Uniban investiga propolis contra o tumor.
Composto da substância antibiotica produzida por abelhas revela baixa toxidade em testes com camundongos.

Os papéis parecem brotar da mesa de José Agustín Quincoces Suarez na Uniban (Universidade Bandeirante de São Paulo) enquanto ele descreve os resultados terapêuticos, obtidos in vitro com culturas de células, de um composto que sintetizou em seu laboratorio. A substância, derivada da propolis das abelhas, parece boa demais para ser verdade: apresenta um potente efeito contra tumores e baixo nível de toxidade.

“Quando fizemos os primeiros testes de toxidade letal e de efeito antitumoral, todo mundo achou que tinha algo errado. Fizemos de novo e o resultado foi o mesmo”, ele conta, enquanto mostra dezenas de gráficos que sugerem a potência da substância.

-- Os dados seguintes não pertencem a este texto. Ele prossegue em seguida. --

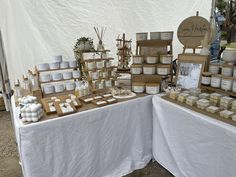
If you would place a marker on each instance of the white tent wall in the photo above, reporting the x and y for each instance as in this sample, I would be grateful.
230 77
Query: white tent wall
34 31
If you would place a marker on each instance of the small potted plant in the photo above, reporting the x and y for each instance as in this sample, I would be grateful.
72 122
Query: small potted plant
84 44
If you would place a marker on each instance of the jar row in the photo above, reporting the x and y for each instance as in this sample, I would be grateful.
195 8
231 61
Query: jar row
150 69
57 65
163 59
91 64
57 88
225 69
99 74
149 88
102 84
219 81
59 76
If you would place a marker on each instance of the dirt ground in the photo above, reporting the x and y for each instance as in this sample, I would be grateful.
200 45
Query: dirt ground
9 161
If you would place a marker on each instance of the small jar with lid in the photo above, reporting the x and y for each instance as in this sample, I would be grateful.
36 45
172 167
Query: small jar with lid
100 64
166 59
214 68
138 59
149 69
191 100
152 88
234 85
182 97
91 65
138 87
163 70
227 83
225 102
136 69
108 83
216 80
227 70
206 78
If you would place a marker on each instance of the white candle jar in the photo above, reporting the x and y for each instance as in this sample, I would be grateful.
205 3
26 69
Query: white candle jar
149 69
100 64
91 65
136 69
95 75
163 69
138 87
214 68
166 59
206 78
227 70
152 88
227 83
216 81
137 59
151 59
108 83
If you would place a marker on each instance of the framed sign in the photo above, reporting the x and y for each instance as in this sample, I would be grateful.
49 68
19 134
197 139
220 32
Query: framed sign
189 70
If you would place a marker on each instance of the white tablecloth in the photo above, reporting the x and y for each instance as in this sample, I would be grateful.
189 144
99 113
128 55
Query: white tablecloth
110 141
190 144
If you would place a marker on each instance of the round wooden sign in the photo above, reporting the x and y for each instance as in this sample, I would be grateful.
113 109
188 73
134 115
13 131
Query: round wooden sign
193 30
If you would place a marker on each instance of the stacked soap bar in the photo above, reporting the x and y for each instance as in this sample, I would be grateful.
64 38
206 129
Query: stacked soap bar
203 103
182 97
225 102
31 112
215 98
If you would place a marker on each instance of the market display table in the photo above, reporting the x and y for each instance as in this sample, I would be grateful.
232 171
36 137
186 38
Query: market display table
108 141
190 144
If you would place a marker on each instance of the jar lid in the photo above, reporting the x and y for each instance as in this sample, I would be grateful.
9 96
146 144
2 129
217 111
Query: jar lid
227 66
152 84
138 56
166 55
163 66
136 66
216 75
150 66
138 83
206 73
228 78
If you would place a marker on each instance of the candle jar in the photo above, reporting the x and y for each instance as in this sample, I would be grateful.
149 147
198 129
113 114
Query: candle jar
227 70
216 80
227 83
206 78
214 68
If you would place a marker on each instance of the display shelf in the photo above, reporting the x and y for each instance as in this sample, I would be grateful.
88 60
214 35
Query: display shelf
204 112
211 89
97 59
60 69
59 93
153 43
93 51
62 80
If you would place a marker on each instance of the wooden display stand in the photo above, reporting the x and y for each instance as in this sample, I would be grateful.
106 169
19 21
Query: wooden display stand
79 55
62 80
155 78
124 54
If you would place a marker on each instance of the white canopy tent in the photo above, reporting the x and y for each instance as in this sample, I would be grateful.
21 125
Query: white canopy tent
34 31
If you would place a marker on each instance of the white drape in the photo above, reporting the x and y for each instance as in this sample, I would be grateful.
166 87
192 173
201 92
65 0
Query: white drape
34 31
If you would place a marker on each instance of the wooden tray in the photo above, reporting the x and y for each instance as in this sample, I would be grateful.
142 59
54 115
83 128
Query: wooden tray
194 108
59 111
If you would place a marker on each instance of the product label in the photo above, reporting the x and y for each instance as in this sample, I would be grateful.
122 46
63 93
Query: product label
148 70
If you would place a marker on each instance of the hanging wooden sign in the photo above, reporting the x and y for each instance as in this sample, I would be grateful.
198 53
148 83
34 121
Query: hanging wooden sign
193 30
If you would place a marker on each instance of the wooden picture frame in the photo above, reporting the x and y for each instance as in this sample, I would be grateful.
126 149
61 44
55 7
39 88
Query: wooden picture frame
189 70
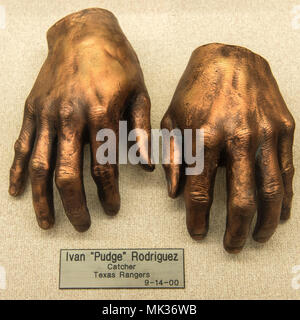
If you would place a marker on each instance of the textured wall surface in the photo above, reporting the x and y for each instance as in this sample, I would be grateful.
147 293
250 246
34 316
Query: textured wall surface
163 33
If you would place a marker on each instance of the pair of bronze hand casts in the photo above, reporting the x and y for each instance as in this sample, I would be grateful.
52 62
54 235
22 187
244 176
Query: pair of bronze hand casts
92 78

Não é de todo surpreendente que um derivado de propolis tenha poder medicamentoso: as abelhas usam essa substância na colméia como uma espécie de antibiotico natural, para evitar que as larvas sejam afetadas por infecção. Mas Quincoces, 56, afirma que, durante seus mais de 30 anos como químico, nunca havia se interessado por ela antes. Ele so se envolveu na pesquisa quando veio de Cuba e precisou se integrar a um dos grupos já formados na Uniban em 1999.

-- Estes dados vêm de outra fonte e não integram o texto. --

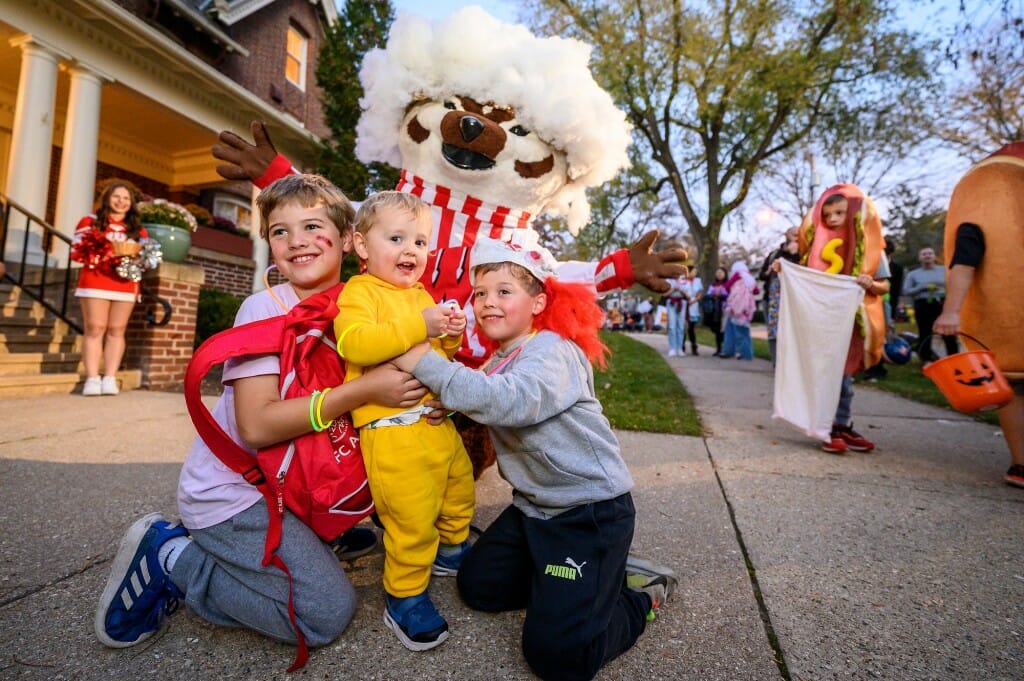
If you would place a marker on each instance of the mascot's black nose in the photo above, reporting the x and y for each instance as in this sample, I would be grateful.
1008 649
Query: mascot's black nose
470 127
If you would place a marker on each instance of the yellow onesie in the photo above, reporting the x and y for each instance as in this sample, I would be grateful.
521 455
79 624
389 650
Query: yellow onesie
420 475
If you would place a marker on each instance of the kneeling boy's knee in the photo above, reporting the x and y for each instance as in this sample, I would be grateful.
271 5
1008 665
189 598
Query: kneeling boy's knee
553 658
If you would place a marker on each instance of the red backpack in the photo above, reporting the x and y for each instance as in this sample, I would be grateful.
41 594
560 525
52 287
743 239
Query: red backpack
320 477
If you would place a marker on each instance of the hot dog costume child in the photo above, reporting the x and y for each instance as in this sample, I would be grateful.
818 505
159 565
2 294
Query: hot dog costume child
493 126
854 249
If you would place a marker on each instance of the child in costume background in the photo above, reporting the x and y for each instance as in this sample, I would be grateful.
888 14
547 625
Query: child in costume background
213 560
738 309
420 475
560 550
843 236
713 307
790 250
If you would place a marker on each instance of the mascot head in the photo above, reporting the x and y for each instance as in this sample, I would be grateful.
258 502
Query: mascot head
488 110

A partir daí, analisando os componentes da propolis, Quincoces passou a investigar quais moléculas ele poderia sintetizar em laboratorio e, dessas, quais poderiam ter algum potencial médico. Da lista final de substâncias, a mais promissora aparece em seus papéis designados, misteriosamente, apenas como “composto 37”.

Em testes in vitro com culturas de células cancerosas, essa substância mostrou enorme capacidade de interromper a sua proliferação e, em maior quantidade, efetivamente matar os tumores. Em geral foi necessária uma concentração de 0,25 micrograma por mililitro para interromper o crescimento do tumor. Os resultados são similares ao da droga mais popular da quimioterapia, doxorrubicina.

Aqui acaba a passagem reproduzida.